Dalam keadaan ini, JoongAng Ilbo, sebuah surat kabar Korea Selatan, mengatakan, ``Karena depresiasi yen dan wabah bencana COVID-19, jumlah turis Korea yang bepergian ke Jepang melebihi 3 juta pada paruh pertama tahun tahun ini, dan jumlah orang Jepang yang berkunjung ke Korea Selatan berkurang menjadi 3 juta, ternyata sudah lebih dari dua kali lipat," katanya.
Menurut Organisasi Pariwisata Korea dan Badan Pariwisata Jepang, 3,129 juta warga Korea Selatan mengunjungi Jepang pada semester pertama tahun ini, 3,6 kali jumlah orang Jepang yang mengunjungi Korea Selatan (862.000). Jumlah pengunjung Korea ke Jepang telah pulih hingga 81% dibandingkan paruh pertama tahun 2019 (3.863.000) selama pandemi virus corona. Sementara itu, jumlah pengunjung Jepang ke Korea Selatan (862.000) hanya 52,1% dibandingkan paruh pertama 2019 (1.654.000). Yonhap News melaporkan bahwa memecahkan rekor depresiasi yen berada di belakang sejumlah besar turis asing, termasuk Korea, yang mengunjungi Jepang.

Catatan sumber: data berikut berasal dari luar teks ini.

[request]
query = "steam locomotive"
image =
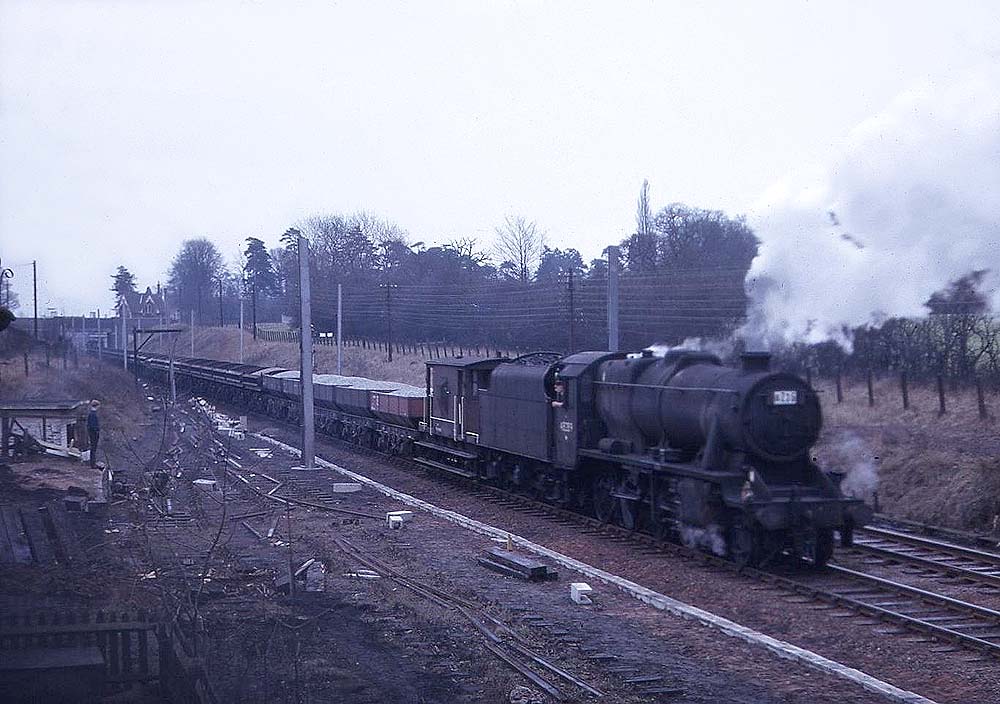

Namun, yen yang lebih lemah tidak hanya baik untuk Korea Selatan. The Hankyoreh, sebuah surat kabar Korea Selatan, menerbitkan sebuah artikel yang mengomentari efek depresiasi yen terhadap perekonomian Korea Selatan, yang ditulis oleh Jung Nam-goo, seorang penulis editorial yang bertanggung jawab atas ekonomi surat kabar tersebut. “Jepang memiliki suku bunga negatif, sedangkan AS terus menaikkan suku bunga,” kata Chong. "Depresiasi yen akan berkembang sedikit lebih jauh, tetapi tampaknya kita sedang memasuki tahap akhir," katanya.
Pelemahan yen tidak baik bagi perusahaan Korea Selatan karena pelemahan yen memudahkan perusahaan Jepang bersaing dengan Korea Selatan untuk mengekspor produk mereka. Selain itu, telah disebutkan bahwa neraca transaksi berjalan Korea Selatan dapat memburuk karena peningkatan jumlah turis Korea yang mengunjungi Jepang akibat depresiasi yen.
Menanggapi kekhawatiran tersebut, Chung mengatakan, "Menurut laporan yang dikeluarkan oleh Asosiasi Perdagangan Internasional Korea pada Mei tahun lalu, 'daya saing ekspor' antara Korea Selatan dan Jepang (sebuah indeks yang menunjukkan tingkat kesamaan dalam struktur ekspor kedua negara negara dan hubungan kompetitif mereka) adalah 2015. Terus menurun, dari 0,487 pada 2019 menjadi 0,458 pada 2021." “Artinya, produk Korea dan Jepang tidak lagi kompetitif di pasar global seperti dulu,” katanya. "Tentu saja, ada pasar di mana perusahaan Korea Selatan dan Jepang bersaing ketat, seperti pasar mobil AS. Ini tidak cukup untuk memberikan dampak negatif yang besar pada ekspor dan perekonomian secara umum," pungkasnya, menambahkan, "Sebenarnya , tidak ada yang bisa kami lakukan. Kami tidak punya pilihan selain menerimanya."
Di sisi lain, berbeda dengan Tuan Chong yang telah mengungkapkan pandangan bahwa depresiasi yen adalah tahap akhir, mantan Menteri Keuangan Eisuke Sakakibara, yang dijuluki “Tuan Karena depresiasi yen, ada kemungkinan bahwa itu akan melebihi 160 yen tahun depan, dan diharapkan yen akan terdepresiasi lebih lanjut.
Di pasar valuta asing Seoul pada tanggal 31 bulan lalu, nilai tukar won terhadap yen adalah 899,53 won melawan 100 yen.